Though they didn't win anything, two other docs found favor with Sundance audiences, most notably "Stranded: I've Come From a Plane That Crashed in the Mountains." The story of the aftermath of a 1972 plane crash in the Andes in which 16 young men survived for 72 days by eating the flesh of those who died has been told before in "Alive!," but "Stranded" improves on that with penetrating interviews with the survivors.
During the question-answer session at the film's premier, director Gonzalo Arijon, a friend of the survivors since childhood, introduced Roberto Francois, one of the two men who walked for an excruciating 10 days through the snowy mountains to reach help. Francois held the audience spellbound as he talked about what the experience had meant to him. "Make plans for 100 years," he said, "but you must be ready to die at any moment."
In a different vein altogether was Sacha Gervasi's endearing "Anvil! The True Story of Anvil," likely the only heartwarming film ever made about a heavy metal band. It follows the affable members of Canada's longest-lived metal group as they depart on the most comically haphazard rock tour since the fictional days of "This Is Spinal Tap!"
Not getting any awards on the dramatic side was "Sugar," written and directed by "Half Nelson's" Anna Boden and Ryan Fleck. Made with care and concern and a nice sense of unforced reality, it follows a young baseball prospect from the Dominican Republic as he struggles to adjust to rural America's minor leagues.
At the crosstown Slamdance Film Festival, one film, Greg Kohs' "Song Sung Blue," a documentary about a Milwaukee-based singing duo that covers Neil Diamond songs, won both the grand jury prize and the audience award. The grand jury prize for narrative went to Tom Quinn's "The New Year Parade" and the narrative audience award was given to Ryan Piotrowicz's "The Project."
Sundance's dramatic directing award went to Nanette Burstein's "American Teen," based in Warsaw, Ind. On the world side, documentary directing was given to Nino Kirtadze for "Durakovo: Village of Fools" and the dramatic prize went to Russia's Anna Melikyan for the whimsical "Mermaid." There were also two editing awards: to world documentary's Irena Dol for "The Art Star and the Sudanese Twins" and to Joe Bini for his work on the powerful competition doc "Roman Polanski: Wanted and Desired."
Despite having given out all these awards, the Sundance juries were still not ready to quit and handed out four more special jury prizes.
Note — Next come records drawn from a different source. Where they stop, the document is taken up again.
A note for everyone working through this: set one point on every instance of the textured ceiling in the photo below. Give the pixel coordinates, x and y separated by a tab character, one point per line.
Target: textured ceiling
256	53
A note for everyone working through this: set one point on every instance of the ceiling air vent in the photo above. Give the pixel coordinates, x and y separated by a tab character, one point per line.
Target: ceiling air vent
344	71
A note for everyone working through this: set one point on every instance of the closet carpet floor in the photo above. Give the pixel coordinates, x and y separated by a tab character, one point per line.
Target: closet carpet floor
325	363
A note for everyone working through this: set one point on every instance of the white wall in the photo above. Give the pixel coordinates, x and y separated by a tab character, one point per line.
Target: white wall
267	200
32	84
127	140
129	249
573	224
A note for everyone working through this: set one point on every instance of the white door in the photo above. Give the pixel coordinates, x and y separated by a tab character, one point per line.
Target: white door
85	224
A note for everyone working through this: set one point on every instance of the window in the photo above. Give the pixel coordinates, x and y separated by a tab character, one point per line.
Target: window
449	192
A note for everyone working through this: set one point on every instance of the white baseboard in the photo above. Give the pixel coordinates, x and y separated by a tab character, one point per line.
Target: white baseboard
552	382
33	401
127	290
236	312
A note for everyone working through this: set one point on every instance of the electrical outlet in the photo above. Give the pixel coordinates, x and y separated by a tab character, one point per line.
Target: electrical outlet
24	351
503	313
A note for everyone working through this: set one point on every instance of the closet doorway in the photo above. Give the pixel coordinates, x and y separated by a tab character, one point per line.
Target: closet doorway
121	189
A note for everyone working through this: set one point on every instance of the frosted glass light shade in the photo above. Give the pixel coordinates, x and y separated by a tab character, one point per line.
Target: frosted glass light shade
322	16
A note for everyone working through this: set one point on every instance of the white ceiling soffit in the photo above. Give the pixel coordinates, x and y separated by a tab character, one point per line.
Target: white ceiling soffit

The lucky recipients were Ernesto Contreras, director of "Blue Eyelids"; Lisa F. Jackson, director of "Greatest Silence: Rape In The Congo"; Chusy Haney-Jardine for "Anywhere, USA"; and the ensemble cast (Sam Rockwell, Anjelica Huston, Kelly MacDonald, Brad Henke of "Choke," written and directed by Clark Gregg and based on the novel by "Fight Club's" Chuck Palahniuk. And with that, Sundance rested.